I knew my ride on the wave was nearing an end when my focus turned from running a fast 100 to just getting through it. Was I going to exit the wave with dignity and catch another one or was I going to wipe out only to be covered with sand and have the board broken in two? That’s the question you ask as you’re on top of one of these things. Is this wave going to get so big that I can’t handle it, or will it let me down gently before I hurt myself? In this case, I had the chance to get off before the crash and chose to see what excitement might await me when we reached the shore. And – in this case I was left sprawling, and it’ll be awhile before I get wet again. For now, even the horizon is not clearly seen.
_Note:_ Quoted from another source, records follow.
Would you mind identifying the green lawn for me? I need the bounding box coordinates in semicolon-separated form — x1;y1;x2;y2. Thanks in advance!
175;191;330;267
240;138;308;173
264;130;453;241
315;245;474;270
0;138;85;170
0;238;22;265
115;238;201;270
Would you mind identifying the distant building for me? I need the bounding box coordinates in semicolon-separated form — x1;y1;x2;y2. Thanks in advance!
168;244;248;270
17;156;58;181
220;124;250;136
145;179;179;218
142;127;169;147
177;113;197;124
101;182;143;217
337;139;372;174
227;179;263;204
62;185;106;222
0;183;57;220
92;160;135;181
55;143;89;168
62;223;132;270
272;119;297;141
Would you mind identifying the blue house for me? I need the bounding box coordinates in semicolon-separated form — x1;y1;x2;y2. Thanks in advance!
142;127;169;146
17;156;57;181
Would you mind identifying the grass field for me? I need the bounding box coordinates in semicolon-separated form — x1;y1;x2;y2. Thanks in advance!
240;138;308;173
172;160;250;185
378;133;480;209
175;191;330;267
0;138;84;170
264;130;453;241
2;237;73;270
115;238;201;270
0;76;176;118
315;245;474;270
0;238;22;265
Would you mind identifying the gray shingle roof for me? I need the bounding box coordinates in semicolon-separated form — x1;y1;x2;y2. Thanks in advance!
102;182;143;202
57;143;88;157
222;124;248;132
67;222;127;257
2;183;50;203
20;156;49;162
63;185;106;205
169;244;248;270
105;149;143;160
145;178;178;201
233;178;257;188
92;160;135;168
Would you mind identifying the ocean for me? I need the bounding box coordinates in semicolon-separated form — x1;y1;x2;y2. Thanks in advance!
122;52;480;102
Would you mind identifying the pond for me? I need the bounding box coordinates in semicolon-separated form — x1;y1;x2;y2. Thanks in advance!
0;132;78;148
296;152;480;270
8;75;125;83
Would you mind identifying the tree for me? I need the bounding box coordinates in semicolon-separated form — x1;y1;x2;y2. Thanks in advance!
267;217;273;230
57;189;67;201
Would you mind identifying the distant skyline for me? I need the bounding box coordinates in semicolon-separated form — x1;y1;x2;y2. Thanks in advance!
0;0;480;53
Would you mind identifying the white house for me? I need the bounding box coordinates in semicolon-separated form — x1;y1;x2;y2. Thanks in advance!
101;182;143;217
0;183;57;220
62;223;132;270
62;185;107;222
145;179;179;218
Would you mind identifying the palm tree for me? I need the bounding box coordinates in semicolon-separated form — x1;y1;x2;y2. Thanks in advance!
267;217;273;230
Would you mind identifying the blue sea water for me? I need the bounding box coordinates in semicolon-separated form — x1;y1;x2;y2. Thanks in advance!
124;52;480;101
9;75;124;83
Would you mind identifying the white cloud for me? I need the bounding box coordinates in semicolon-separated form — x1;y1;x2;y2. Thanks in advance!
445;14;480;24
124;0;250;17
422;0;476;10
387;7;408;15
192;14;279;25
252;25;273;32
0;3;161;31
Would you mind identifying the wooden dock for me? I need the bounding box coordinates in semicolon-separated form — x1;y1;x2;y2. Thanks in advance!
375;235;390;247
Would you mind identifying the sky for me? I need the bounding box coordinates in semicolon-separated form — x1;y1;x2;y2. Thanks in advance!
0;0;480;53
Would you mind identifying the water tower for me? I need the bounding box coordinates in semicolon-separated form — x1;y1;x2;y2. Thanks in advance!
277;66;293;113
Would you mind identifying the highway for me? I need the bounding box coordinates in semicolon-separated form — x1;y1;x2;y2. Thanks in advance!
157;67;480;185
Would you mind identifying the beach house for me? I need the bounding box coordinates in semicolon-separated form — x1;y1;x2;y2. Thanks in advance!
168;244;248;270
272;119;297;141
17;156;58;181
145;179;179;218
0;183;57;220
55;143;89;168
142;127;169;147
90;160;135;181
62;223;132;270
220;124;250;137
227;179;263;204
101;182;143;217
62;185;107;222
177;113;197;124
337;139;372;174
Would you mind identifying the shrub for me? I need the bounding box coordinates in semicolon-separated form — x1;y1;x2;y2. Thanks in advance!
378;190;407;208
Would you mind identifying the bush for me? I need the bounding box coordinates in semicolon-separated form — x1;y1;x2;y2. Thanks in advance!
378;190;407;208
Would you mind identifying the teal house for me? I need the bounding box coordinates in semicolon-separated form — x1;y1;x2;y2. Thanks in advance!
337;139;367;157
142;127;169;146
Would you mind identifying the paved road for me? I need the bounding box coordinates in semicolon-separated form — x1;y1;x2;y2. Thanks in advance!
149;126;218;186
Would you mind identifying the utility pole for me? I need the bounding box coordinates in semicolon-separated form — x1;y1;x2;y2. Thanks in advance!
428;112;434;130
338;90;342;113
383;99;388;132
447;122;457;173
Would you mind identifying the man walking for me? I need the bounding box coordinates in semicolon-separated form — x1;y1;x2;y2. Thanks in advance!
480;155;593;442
What did this teach me? Well, like so many, I held onto the “live for today” mentality. Instant gratification. Nonetheless, I would not change a single solitary second of the whole experience. Towards the end, when the surety that it was going to spit me out became quite evident, I struggled for a bit. And – I am not happy about the prospect of spending several months in recovery from my self-inflicted wounds. My experience has been that good things come of these times, though. I have noticed that the constant tiredness that was subconsciously present has eased a bit. I have learned to ride a bike again, and I have noticed I can lift more weight at the gym than I could when I was running. I am going to have to learn to live under the bubble at Myers Park and the pre-dawn darkness as I water run. But all the while I am out there water running, I’ll be remembering with gratitude the wave that I caught in the spring of 2002. I’m pretty certain that another one will come along someday, probably when I least expect it.

In the meantime, keep your boards waxed and ready, because when one of these things comes along you need to be ready. At anytime you may hear those words and feel your legs saying “Surf’s Up”!